Phase 1 Clinical Trial of Elamipretide in Dry Age-Related Macular Degeneration and Noncentral Geographic Atrophy: ReCLAIM NCGA Study

Abstract Purpose To assess safety, tolerability, and feasibility of subcutaneous administration of mitochondrial targeted drug elamipretide in patients with dry age-related macular degeneration (AMD) and noncentral geographic atrophy (NCGA) and to perform exploratory analyses of change in visual function. Design Phase 1, single-center, open-label, 24-week clinical trial with preplanned NCGA cohort. Participants Adult patients, age ≥ 55 years, with dry AMD and NCGA. Methods Participants received subcutaneous elamipretide 40 mg daily, with safety and tolerability assessed throughout the study. Ocular assessments included normal luminance best-corrected visual acuity (BCVA), low-luminance best-corrected visual acuity (LLVA), normal luminance binocular reading acuity (NLRA), low luminance binocular reading acuity (LLRA), spectral-domain optical coherence tomography (OCT), fundus autofluorescence (FAF), and patient self-reported function by low luminance questionnaire (LLQ). Main Outcome Measures The primary endpoint was safety and tolerability. Prespecified exploratory endpoints included changes in BCVA, LLVA, NLRA, LLRA, GA area, and LLQ. Results Subcutaneous administration of elamipretide was highly feasible. All participants (n=19) experienced ≥ 1 non-ocular adverse events (AEs), but all AEs were either mild (73.7%) or moderate (26.3%); no serious AEs were noted. Two participants exited the study due to AEs (conversion to neovascular AMD (n=1); intolerable injection site reaction (n=1)), one participant discontinued due to self-perceived lack of efficacy, and one participant chose not to continue with study visits.

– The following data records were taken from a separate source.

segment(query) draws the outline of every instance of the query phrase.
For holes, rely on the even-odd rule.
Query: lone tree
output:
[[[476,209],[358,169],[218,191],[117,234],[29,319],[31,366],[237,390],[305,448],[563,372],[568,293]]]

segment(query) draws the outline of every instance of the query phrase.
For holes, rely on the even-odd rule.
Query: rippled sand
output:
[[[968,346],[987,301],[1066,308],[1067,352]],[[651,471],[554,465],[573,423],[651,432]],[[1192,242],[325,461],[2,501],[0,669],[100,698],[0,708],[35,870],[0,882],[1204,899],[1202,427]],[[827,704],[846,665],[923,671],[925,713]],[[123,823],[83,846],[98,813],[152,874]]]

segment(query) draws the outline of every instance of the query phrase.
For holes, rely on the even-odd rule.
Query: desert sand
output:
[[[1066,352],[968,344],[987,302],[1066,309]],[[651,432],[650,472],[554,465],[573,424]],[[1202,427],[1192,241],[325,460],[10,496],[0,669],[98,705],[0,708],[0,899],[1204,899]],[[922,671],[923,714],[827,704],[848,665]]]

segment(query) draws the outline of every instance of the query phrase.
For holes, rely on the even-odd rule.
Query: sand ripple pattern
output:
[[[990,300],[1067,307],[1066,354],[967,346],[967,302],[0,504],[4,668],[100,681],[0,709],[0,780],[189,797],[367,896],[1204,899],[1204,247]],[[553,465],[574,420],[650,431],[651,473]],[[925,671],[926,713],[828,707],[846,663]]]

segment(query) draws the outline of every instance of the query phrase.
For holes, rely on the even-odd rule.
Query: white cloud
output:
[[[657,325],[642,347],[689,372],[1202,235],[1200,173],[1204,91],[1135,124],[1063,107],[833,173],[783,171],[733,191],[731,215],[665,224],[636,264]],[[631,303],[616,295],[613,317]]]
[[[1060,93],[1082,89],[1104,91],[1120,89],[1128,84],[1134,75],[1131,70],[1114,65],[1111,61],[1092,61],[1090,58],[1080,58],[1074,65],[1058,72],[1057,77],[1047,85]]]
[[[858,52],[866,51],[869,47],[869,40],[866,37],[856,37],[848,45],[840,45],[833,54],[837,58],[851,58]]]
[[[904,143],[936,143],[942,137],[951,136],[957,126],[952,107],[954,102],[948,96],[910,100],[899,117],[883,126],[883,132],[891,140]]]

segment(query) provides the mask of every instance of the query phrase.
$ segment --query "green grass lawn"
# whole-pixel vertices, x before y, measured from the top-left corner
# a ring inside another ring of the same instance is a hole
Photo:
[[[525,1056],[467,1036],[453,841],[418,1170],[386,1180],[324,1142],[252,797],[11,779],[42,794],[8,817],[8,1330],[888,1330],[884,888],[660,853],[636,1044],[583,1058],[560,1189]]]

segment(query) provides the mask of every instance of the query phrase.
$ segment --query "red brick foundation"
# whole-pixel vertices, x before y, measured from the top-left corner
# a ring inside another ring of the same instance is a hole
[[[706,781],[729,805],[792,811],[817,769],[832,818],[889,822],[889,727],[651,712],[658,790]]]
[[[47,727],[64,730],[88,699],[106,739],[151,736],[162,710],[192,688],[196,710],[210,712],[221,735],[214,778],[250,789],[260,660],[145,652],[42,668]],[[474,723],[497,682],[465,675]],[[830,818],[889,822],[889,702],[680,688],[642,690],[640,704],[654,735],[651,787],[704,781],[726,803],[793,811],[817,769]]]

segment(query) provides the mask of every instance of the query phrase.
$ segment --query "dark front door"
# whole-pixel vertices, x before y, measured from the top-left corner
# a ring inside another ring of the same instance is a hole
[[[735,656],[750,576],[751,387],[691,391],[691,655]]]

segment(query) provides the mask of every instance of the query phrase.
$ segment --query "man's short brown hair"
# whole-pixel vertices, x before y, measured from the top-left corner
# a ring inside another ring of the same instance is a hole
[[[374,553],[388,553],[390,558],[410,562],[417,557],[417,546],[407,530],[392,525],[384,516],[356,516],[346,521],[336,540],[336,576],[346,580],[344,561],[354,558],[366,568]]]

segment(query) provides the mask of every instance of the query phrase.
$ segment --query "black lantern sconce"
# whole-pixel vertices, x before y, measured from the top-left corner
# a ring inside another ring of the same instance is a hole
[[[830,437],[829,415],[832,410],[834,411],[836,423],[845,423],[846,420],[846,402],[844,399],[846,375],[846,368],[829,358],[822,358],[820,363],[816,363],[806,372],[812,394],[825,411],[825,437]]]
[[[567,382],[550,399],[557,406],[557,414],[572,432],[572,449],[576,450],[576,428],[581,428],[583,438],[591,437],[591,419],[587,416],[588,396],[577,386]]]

Among participants completing the study (n=15), mean change (standard deviation (SD)) in BCVA from baseline to week 24 was +4.6 (5.1) letters (P=0.0032), while mean change (SD) in LLVA was +5.4 (7.9) letters (P=0.0245). While there was minimal change in NLRA, mean change (SD) in LLVA was -0.52 (0.75) logMAR units (P=0.005). Mean change (SD) in GA area (SQRT) from baseline to week 24 was 0.14 (0.08) mm by FAF and 0.13 (0.14) mm by OCT. Improvement was observed in LLQ for dim light reading and general dim light vision. Conclusions Elamipretide appears to be well tolerated without serious AEs in patients with dry AMD and NCGA. Exploratory analyses demonstrate possible positive effect on visual function, particularly under low luminance. A Phase 2b trial is underway to further evaluate elamipretide in dry AMD and NCGA.